Plus tard les histoires font avancer la chronologie. Le chapitre deux, réalisé par Niki Lindroth von Bahr, se déroule dans les temps modernes, lorsqu'un entrepreneur en difficulté – qui est aussi une souris – rénove la maison dans le but de gagner beaucoup d'argent. Malheureusement, tout semble aller de travers ; non seulement il investit tout dans le projet au milieu d'une récession, mais il doit faire face à des problèmes persistants comme une mystérieuse infestation d'insectes. Lorsque la maison est terminée, un seul couple mord : et il y a clairement quelque chose qui ne va pas avec eux. Je ne vais rien gâcher, mais celui-ci vaut la peine d'être regardé pour le tour final seul. Le dernier chapitre, dirigé par Paloma Baeza, pousse les choses plus loin dans le futur lorsque la maison est entourée d'une ville inondée. Cependant, un jeune chat, qui a converti la maison en appartements, refuse de céder à la réalité et essaie littéralement de tapisser ses problèmes pendant que ses locataires restants font ce qu'ils peuvent pour l'aider à passer à autre chose.

Malgré les diverses circonstances et chronologies, dans chaque histoire, la maison représente une sorte de bouée de sauvetage pour les personnages. C'est une chance pour une famille d'inspirer la jalousie, pour une souris de se sortir du poids écrasant de la dette et pour un chat de construire lentement la maison de ses rêves. La maison semble attirer les désespérés. Ce qui est le plus intéressant dans The House c'est que chaque histoire propose un riff différent sur ce thème. Les deux premiers chapitres tendent à être effrayants, en particulier leurs fins troublantes, mais alors que le premier est plus une peur à construction lente, le second est beaucoup plus tangible. Pendant ce temps, le dernier chapitre, malgré un début assez sombre, se termine sur une note étonnamment optimiste.

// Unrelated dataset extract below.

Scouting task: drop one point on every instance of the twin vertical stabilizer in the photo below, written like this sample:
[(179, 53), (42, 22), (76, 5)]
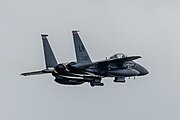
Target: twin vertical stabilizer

The House propose également certaines des plus belles animations en stop motion que vous verrez en dehors d'un film Laika. Chaque histoire a une ambiance différente. Les personnages en feutre du premier chapitre lui confèrent une ambiance presque confortable, qui rend les éléments les plus sombres encore plus frappants, tandis que le deuxième chapitre est incroyablement réaliste et détaillé, jusqu'au petit morceau de ruban adhésif recouvrant la webcam sur l'ordinateur portable de l'entrepreneur. L'histoire finale, quant à elle, est plus éthérée, avec des arrière-plans brumeux qui signalent quelque chose qui approche de la fin du monde. La seule constante est la maison, qui est toujours reconnaissable malgré des changements superficiels au fil des ans.

C'est une anthologie presque idéale : connectée et pourtant autonome. Et, à environ 30 minutes chacun, les chapitres sont suffisamment courts pour qu'ils ne dépassent pas leur accueil, tout en étant assez étranges pour rester avec vous.

La maison diffusé sur Netflix à partir du 14 janvier.